I'm afraid the simple answer is yes, bigger models
take longer to sample. The time that it takes to
calculate a log probability and gradient
for a model with a fixed set of parameters and priors
will be proportional to the data size plus a constant
for the work done for the priors. Now if the data's
much larger than the set of parameters, the data size
should dominate the calculations.
The issue is with the posterior geometry. In some
cases, more data can make the problem faster by more
tightly constraining the posterior.
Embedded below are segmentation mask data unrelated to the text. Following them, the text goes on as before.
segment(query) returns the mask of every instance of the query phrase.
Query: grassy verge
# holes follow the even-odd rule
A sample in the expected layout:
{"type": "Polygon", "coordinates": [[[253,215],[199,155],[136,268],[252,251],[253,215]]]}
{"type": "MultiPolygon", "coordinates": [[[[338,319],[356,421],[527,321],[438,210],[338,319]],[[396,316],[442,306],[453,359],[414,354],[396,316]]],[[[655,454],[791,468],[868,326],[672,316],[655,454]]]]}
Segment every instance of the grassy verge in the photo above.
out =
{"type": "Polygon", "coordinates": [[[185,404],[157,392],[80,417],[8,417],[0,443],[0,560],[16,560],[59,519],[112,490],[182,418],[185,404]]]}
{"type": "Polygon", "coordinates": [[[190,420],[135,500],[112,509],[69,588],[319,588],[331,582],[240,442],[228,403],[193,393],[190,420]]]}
In other problems,
the hierarchical structure can present problems for the
sampler getting stuck in regions of low hierarchical
variance (see the discussion of Neal's funnel in the manual).
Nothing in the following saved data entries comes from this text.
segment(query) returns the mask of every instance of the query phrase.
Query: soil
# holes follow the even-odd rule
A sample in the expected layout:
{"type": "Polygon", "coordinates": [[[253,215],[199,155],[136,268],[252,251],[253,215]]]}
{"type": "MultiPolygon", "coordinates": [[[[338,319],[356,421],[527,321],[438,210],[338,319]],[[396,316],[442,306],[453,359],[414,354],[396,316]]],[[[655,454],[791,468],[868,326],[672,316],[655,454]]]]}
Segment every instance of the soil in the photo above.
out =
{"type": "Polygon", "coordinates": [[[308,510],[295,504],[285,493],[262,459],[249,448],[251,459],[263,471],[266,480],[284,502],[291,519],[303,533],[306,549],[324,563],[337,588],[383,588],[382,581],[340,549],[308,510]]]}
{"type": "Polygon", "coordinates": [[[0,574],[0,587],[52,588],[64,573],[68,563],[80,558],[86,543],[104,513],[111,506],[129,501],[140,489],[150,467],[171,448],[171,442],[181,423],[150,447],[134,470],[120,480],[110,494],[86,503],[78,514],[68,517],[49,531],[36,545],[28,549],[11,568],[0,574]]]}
The code's pretty tight as you wrote it. The only suggestions
I have for improving its speed are to:
1. Further vectorize this operation:
for (d in 1:D){
for (s in 1:S){
beta[s,d] <- mu[d] + e_beta[s,d]*sigma[d]; # "matt trick" beta.
}
}
to
for (d in 1:D)
beta[s] <- mu + e_beta[s] .* sigma;
The ".*" is componentwise multiplication as in MATLAB.
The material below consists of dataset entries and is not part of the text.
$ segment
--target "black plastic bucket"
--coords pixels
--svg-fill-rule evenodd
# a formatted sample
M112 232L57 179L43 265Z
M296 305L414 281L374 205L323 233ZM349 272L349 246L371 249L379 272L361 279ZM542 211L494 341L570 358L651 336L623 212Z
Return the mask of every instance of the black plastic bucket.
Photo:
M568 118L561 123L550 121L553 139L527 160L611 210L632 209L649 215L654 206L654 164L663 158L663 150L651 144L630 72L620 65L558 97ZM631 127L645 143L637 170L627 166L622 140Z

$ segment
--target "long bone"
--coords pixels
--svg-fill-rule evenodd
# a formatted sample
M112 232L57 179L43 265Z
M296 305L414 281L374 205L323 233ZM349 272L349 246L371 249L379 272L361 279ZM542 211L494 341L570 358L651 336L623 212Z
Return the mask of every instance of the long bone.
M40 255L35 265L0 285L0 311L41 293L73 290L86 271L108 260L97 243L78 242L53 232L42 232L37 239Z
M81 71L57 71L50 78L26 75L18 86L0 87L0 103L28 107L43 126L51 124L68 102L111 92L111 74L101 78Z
This may not even be a noticeable speed improvement, but
it simplifies the model.
2. Reparameterize your gamma prior:
sigma ~ gamma(1,0.5);
which is equivalently
sigma ~ exponential(0.5);
in Stan's notation. This won't save you much time if any
because the gamma implementation's clever enough not to
compute the Gamma function for fixed alpha. This won't
help much, but then you can go to this:
parameters {
real<lower=exp(0),upper=exp(20)>[D] sigma_raw;
...
transformed parameters {
real<lower=0,upper=20>[D] sigma;
for (d in 1:D) sigma[d] <- log(sigma_raw[d]);
...
model {
sigma_raw ~ uniform(exp(0),exp(20));
...
This probably also won't make much of a difference because sigma
isn't a very long vector. It might help with the geometry, though.
3. Convert x and beta to types:
vector[D] x[N];
vector[D] beta[S];
That is make them arrays of vectors. The reason is that it
doesn't require any copying or allocation in the loops to pull
out a vector member of an array. Calling row(x,n) has to
do two bad things: access the values of x in non-local order [because
the matrices are stored column major], and create an intermediate
row vector data structure to hold the results.
4. Switch to a logistic regression from a probit. The
cumulative density function Phi() is a lot less efficient
than the inverse logit.
5. Aggregate the data in y and replace the Bernoulli
with a binomial. There's an example in the manual section
of optimization on this. It looks possible because it looks like
x has many repeated rows, and we know ss[n] only takes on
three values for the three subjects.